Le 17 octobre 2025, l’appelant s’est déterminé sur la provisio ad litem et produit des pièces sur cet objet.
Par déterminations du 7 novembre 2025, l’appelant a contesté l’interprétation faite par l’appelante de la convention sur la double imposition et des courriers de K.________.
Le même jour, l’appelante a également déposé des déterminations.
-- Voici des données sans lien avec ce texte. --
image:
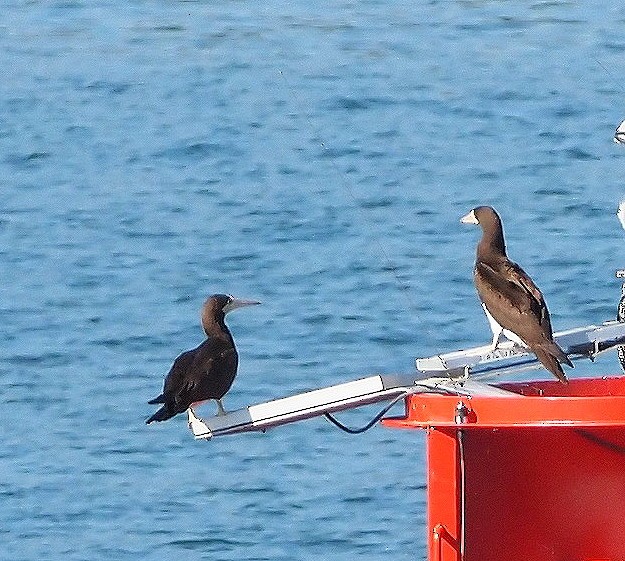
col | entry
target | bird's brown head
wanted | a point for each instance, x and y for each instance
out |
(492, 229)
(217, 306)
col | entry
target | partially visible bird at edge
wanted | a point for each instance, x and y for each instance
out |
(512, 302)
(208, 371)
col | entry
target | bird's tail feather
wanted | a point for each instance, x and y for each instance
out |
(550, 356)
(161, 415)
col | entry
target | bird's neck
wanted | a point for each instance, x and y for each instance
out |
(492, 243)
(216, 328)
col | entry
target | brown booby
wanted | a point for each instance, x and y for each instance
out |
(513, 303)
(206, 372)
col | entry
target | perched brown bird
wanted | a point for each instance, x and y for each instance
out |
(511, 300)
(206, 372)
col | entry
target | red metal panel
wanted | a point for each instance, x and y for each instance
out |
(544, 472)
(443, 495)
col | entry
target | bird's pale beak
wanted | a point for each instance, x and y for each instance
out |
(469, 218)
(238, 303)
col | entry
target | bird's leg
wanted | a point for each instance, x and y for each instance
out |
(220, 408)
(191, 418)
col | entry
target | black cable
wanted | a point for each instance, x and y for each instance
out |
(370, 423)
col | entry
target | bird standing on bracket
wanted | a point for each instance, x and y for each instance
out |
(208, 371)
(512, 302)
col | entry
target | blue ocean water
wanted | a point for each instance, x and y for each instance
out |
(317, 158)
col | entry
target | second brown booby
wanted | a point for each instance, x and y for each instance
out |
(206, 372)
(513, 303)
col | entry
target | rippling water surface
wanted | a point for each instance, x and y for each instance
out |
(317, 158)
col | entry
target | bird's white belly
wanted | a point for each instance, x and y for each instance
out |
(498, 330)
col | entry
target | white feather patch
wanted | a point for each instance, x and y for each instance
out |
(621, 213)
(619, 133)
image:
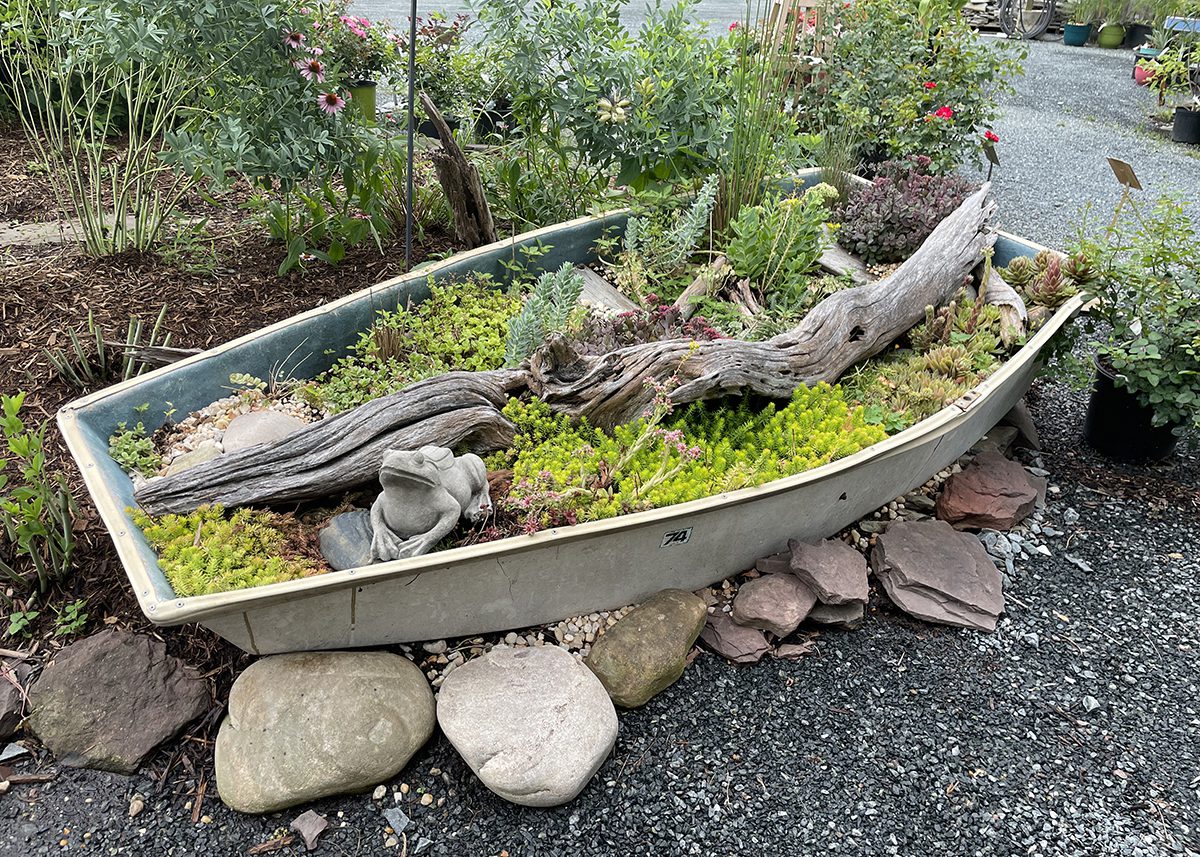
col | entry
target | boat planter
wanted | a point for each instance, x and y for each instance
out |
(1186, 127)
(1120, 426)
(1077, 35)
(363, 100)
(529, 579)
(1110, 36)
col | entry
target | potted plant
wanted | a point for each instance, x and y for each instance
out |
(1145, 318)
(1111, 33)
(360, 51)
(1175, 78)
(1078, 28)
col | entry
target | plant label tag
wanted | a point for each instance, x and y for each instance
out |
(676, 537)
(1125, 174)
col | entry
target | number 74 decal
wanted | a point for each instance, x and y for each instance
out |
(676, 537)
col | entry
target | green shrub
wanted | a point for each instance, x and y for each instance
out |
(204, 551)
(36, 509)
(460, 327)
(909, 78)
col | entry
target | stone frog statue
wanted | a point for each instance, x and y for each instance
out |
(425, 492)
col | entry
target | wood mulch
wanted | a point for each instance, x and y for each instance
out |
(215, 289)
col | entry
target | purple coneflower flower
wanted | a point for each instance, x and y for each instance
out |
(330, 102)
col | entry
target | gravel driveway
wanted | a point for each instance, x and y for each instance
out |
(1072, 730)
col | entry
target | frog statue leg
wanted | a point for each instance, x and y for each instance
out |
(449, 511)
(480, 504)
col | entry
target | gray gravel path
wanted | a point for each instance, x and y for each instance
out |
(1073, 730)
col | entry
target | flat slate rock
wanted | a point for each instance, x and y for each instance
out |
(346, 540)
(533, 724)
(258, 427)
(935, 573)
(312, 724)
(991, 492)
(107, 701)
(775, 603)
(732, 641)
(647, 649)
(834, 570)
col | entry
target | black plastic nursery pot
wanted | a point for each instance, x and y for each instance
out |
(1075, 35)
(1186, 127)
(1119, 426)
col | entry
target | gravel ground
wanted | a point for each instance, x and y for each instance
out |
(1072, 730)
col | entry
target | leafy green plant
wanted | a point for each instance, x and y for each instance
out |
(909, 77)
(460, 327)
(567, 472)
(205, 551)
(888, 220)
(36, 509)
(133, 450)
(1145, 311)
(555, 295)
(21, 623)
(87, 363)
(71, 618)
(777, 245)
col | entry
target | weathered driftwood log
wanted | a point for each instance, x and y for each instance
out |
(347, 450)
(460, 180)
(1013, 315)
(843, 329)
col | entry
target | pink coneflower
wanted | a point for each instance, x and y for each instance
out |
(330, 102)
(312, 69)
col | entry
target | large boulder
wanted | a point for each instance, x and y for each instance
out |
(993, 492)
(313, 724)
(107, 701)
(732, 641)
(534, 724)
(935, 573)
(775, 603)
(834, 570)
(646, 652)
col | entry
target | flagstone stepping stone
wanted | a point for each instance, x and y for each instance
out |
(311, 724)
(834, 570)
(258, 426)
(993, 492)
(732, 641)
(107, 701)
(935, 573)
(646, 652)
(775, 603)
(534, 724)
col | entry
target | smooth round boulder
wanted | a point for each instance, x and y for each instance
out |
(312, 724)
(646, 652)
(533, 724)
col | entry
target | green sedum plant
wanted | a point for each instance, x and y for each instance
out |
(460, 327)
(204, 551)
(568, 472)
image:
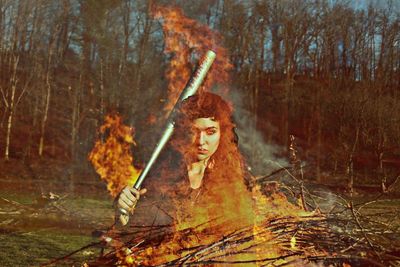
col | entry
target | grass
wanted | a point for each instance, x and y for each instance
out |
(39, 234)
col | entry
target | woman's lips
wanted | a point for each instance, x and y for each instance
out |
(202, 151)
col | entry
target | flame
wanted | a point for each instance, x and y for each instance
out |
(219, 214)
(186, 40)
(112, 158)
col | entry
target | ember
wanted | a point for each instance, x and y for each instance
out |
(112, 158)
(231, 224)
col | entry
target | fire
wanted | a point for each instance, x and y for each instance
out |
(220, 217)
(112, 157)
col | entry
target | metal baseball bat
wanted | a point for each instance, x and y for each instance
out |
(190, 89)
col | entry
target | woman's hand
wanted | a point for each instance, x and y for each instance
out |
(127, 201)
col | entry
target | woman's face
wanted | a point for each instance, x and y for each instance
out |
(208, 134)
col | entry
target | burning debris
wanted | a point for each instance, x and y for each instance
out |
(252, 225)
(112, 158)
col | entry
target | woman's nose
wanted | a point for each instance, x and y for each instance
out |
(202, 138)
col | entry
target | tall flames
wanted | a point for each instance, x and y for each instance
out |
(112, 158)
(186, 40)
(223, 214)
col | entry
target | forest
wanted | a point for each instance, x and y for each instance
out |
(324, 74)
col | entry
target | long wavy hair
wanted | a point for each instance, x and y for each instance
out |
(225, 180)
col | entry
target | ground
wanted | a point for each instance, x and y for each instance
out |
(44, 219)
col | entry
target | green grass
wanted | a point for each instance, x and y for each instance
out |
(39, 234)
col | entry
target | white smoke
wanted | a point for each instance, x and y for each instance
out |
(262, 157)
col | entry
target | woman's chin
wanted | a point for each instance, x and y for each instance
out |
(201, 157)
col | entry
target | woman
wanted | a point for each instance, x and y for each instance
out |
(200, 177)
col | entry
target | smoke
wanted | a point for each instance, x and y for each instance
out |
(261, 157)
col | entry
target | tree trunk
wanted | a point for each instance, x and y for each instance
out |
(14, 82)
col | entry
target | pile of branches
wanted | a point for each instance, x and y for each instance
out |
(301, 240)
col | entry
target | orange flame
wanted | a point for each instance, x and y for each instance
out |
(220, 213)
(112, 158)
(186, 39)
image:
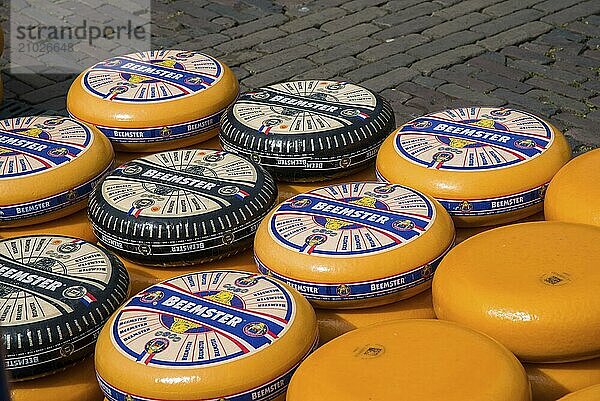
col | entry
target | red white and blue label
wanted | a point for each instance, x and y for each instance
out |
(153, 76)
(203, 319)
(345, 220)
(473, 139)
(33, 145)
(163, 133)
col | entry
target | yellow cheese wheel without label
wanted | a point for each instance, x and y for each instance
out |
(155, 100)
(75, 225)
(355, 245)
(48, 167)
(485, 165)
(333, 323)
(411, 360)
(144, 276)
(550, 381)
(588, 394)
(574, 191)
(212, 335)
(76, 383)
(531, 286)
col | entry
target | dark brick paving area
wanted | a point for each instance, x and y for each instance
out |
(542, 56)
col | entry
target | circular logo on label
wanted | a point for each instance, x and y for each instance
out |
(70, 273)
(304, 107)
(32, 145)
(473, 139)
(201, 312)
(153, 76)
(180, 183)
(351, 219)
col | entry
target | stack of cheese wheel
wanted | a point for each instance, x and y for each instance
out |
(156, 100)
(411, 360)
(533, 287)
(573, 193)
(486, 166)
(181, 207)
(57, 292)
(48, 167)
(311, 130)
(211, 335)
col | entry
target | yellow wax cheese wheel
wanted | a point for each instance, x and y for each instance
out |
(76, 383)
(145, 276)
(75, 225)
(48, 167)
(334, 322)
(588, 394)
(532, 286)
(573, 193)
(355, 245)
(212, 335)
(485, 165)
(550, 381)
(411, 360)
(467, 232)
(155, 100)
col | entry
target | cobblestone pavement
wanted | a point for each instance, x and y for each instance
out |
(542, 56)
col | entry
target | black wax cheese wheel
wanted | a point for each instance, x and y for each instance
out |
(56, 293)
(308, 130)
(181, 207)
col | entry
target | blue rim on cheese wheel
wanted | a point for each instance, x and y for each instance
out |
(355, 245)
(155, 100)
(411, 360)
(573, 193)
(56, 292)
(212, 335)
(531, 286)
(181, 207)
(485, 165)
(308, 130)
(56, 161)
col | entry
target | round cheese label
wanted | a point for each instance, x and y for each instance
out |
(152, 76)
(32, 145)
(305, 107)
(473, 139)
(346, 220)
(180, 183)
(203, 319)
(44, 277)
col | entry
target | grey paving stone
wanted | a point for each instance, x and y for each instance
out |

dd) Par avis du 21 novembre 2025, les parties ont été informées qu’au vu de la teneur de leurs dernières déterminations une instruction d’office avait été ordonnée, que l’Office d’impôt avait été requis de renseigner l’autorité de céans sur la question de l’impôt à la source et de produire la déclaration d’impôt 2022 et la décision de taxation y relative. L’attention des parties a été particulièrement attirée sur la cognition de la juge de céans après l’arrêt de renvoi et sur le fait que les critères applicables en droit matrimonial diffèrent de ceux du droit fiscal: il n’y avait pas lieu d’investiguer plus amplement sur l’état de la procédure fiscale, voire d’attendre le résultat des réclamations respectives, et encore moins de se substituer à l’autorité fiscale.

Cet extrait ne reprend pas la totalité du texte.